Javascript data compression

I’m storing 500k blobs in localStorage. I’d like to make them smaller. In any sane platform there’s some compression function in the library: gzip(data) and it’s 30% the original size. But no, not in Javascript. And there’s no clear third party library that everyone agrees is great.

I found a good roundup of compression options from October 2011, it’s a series of 4 blog posts. It has a lot of detail on speed and compression of 11 different libraries. Hilariously, about half of them simply don’t work or are only capable of doing half the compression / decompression. This StackExchange question is good because it’s specific to localStorage.

Part of the problem is just like Javascript doesn’t have an integer type, it also doesn’t have a byte array type. The basic String (DOMString?) is close, but really it’s a sequence of Unicode characters. So to be efficient you really want to use all 16 bits for each character in the String, although that StackExchange question recommends only using 15 bits to avoid issues with UTF-16. And suddenly we’re at awkward storage. And even storing only 8 bits per word in the String, a lot of these compression libraries seem to have problems storing various “special characters”; apparently getting encoding and decoding right is not easy. You see a lot of base64 encoded data in Javascript strings out there, yuck.

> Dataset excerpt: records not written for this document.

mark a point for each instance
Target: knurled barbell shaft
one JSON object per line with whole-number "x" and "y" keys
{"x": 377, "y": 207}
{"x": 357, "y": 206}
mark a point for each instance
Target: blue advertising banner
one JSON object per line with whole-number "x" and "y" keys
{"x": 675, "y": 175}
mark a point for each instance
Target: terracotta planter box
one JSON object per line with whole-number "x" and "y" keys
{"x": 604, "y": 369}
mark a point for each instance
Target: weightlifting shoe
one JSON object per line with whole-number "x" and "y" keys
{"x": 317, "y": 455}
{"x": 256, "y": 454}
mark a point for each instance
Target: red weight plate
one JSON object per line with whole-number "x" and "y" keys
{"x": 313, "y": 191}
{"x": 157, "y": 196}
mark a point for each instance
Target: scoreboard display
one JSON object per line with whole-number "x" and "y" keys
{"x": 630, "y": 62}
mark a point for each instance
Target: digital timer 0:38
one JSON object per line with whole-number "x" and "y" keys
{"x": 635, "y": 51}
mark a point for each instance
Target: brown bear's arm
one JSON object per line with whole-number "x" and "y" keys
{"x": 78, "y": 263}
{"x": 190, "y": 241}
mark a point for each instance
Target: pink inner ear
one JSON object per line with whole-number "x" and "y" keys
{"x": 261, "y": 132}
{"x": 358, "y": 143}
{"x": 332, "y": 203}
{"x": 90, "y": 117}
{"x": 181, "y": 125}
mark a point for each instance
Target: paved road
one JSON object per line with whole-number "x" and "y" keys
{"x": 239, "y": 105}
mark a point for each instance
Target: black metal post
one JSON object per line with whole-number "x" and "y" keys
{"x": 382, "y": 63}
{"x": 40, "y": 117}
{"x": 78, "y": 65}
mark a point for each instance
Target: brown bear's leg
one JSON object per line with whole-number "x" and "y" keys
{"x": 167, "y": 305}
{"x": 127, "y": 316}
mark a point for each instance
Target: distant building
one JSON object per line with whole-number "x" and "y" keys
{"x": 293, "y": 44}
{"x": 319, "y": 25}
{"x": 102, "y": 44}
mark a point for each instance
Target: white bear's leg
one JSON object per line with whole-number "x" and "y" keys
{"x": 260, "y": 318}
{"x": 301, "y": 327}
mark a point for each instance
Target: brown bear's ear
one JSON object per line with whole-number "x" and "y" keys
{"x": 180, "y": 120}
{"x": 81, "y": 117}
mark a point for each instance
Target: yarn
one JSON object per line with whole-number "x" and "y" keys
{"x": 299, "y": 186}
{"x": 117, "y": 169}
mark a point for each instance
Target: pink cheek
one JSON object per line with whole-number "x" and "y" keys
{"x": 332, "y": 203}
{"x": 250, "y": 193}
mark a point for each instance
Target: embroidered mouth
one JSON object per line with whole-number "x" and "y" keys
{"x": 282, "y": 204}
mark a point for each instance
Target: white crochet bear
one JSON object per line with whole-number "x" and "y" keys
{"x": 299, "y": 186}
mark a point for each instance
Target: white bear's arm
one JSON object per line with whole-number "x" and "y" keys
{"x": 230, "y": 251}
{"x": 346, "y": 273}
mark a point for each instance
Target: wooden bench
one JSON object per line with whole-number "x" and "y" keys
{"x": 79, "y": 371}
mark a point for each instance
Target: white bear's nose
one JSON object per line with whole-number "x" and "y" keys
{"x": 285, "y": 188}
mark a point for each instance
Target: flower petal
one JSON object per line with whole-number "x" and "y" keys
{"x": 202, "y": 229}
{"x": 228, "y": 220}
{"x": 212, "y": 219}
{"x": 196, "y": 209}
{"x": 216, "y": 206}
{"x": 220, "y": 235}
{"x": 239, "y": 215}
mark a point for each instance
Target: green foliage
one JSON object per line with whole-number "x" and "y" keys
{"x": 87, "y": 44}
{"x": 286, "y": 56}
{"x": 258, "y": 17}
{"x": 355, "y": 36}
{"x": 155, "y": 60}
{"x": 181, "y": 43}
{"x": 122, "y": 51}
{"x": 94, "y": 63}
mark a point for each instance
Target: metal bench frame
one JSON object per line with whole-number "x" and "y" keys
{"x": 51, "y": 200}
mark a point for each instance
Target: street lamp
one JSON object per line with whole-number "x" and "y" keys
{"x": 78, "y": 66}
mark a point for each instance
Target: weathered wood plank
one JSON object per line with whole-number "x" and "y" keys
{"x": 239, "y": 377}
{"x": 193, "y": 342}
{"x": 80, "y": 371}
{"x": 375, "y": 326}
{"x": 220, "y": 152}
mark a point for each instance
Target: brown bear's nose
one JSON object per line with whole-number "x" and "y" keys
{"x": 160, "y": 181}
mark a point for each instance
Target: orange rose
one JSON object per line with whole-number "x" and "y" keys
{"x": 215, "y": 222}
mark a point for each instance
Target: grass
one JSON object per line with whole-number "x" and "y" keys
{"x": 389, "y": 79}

Javascript typed arrays look to be the standard solution for binary data; you create a byte array and then get views into it treating each word as an Int8 or Int32 or whatever. I’ve never worked with them and am unsure about compatibility in current implementations. Also I haven’t found an existing Javascript library that compresses using them.

Related: see this discussion of byte array objects. He discards Strings early because they’re immutable and so modifying a single byte requires a full String copy. He compares ordinary Javascript Arrays, typed arrays ArrayBuffer, and (clever), ImageData. He finds the APIs for the fancy array types are unreasonably slow. No evaluation of size efficiency or ease of use, things I care about.

I think my solution is to use some very simple LZW compression or the like, combined with an encoder that uses 15 bits per word in a String. It’s be nice to wrap this up in a simple API, something that takes an Object, stringifies it with JSON, compresses it, and returns a safe String that can later be unpickled back into the Object. Not sure I need it enough to bother.